Upon scouring the web, I (almost accidentally) stumbled upon a user on GitHub by the username eprochasson who actually used to manage a public, web scraper for Hong Kong and Singapore horse racing. The user has not updated the data obtained from this scraper since 2019, but due to horse racing not really changing as a sport year-to-year (unlike sports like basketball, baseball, etc.), the receny of this data is more than suffcient for this project. The GitHub containing all this data can, once again, be found here.

On this GitHub site, there are 6 different datasets that can accessed: dividends, horses, live_odds, performances, races, and sectional times. The divideneds and live odds datasets will be not be focused on in this project. Horses and performances will serve as the main sources of data for this project. The data dates backs all the way back to 1979 and goes up until 2018-06-27. The horses dataset contains information on every horse that is raced in Hong Kong and Singapore, including information about their owners, jockey, its dame and sire (mother and father), and siblings. There are over 20,0000 observations (horses) in this dataset. There are overall 26 features in this dataset.

A screenshot of the horses csv file (once it is unzipped from the gz file), can be found below: Horses

The performances dataset captures every single performance by each of the horses in the horses dataset (with each row representing a horse’s performance in a race). Because of this relationship between the datasets, there are almost 400,000 observations in this datset. The datset captures 26 features, including horse attributes, the placement of the horse in the race, its starting draw, race distance/conditions, and data relating to how it ran all 4 sections of the track.

A screenshot of the performances csv file (once it is unzipped from the gz file), can be found below: Performances

As we proceed through analyses in subsequent sections, as we begin to explore all the various features of these datasets, more descriptive explanations of the features will be provided on an as-needed basis.

Twitter Data for Sentiment Analysis

I found a solid labeled dataset for tweets on Kaggle that contains over 27,000 tweets with a sentiment label that either reads “positive”, “negative”, or “neutral”.

A screenshot of the csv file can be found below. Tweets

Tweets relating to HKJC’s most recent horse of the year, Golden Sixty

Using the Twitter API, I was able to pull in the data of 100 tweets relating to the HKJC horse, Golden Sixty (that is the limit with the API developer plan I bought). It is my intention to this text data as additional unseen data for sentiment classifier. I did not want to just create a tweet sentiment analysis classifier for no reason; I wanted to be able to show that there is indeed applicability of tweet classification to this topic area.

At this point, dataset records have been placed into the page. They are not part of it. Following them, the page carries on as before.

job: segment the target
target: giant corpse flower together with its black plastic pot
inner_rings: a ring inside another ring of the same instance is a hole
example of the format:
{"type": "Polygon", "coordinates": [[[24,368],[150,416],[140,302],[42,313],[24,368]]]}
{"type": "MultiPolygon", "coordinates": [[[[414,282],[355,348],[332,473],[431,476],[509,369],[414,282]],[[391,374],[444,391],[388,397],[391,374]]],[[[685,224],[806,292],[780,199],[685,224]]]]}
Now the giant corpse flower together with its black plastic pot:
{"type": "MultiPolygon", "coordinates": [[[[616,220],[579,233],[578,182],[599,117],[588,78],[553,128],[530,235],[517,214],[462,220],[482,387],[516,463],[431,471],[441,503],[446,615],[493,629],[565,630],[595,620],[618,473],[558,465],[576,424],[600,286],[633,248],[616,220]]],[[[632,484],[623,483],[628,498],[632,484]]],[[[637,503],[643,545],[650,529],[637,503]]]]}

Now, the reason I went out of my way to buy the API (as the free version does not let you pull in tweets anymore due to recent policy changes by Mr. Musk at Twitter cough sorry, X.) was that I was not able to incorporate an R API into this project due to the computational limitations of solving the logic games set up by HKJC. I wanted to especially show that I did not include an R API out of laziness or nonchalance towards this project, but really because it is geniunely hard to get that API set up. This Twitter API was really the only other API I could think of that would have applicability to this project. I had orginally tried sentiment analysis of the news, but I ran into trouble with that, especially due to the lack of accessibility to HJKC news not on Twitter. I shelled out some money to get this API up and going to show my commitmment to this project.

Next Steps

Next steps after collecting this data will be to be clean this data for the analyses that are completed under this project.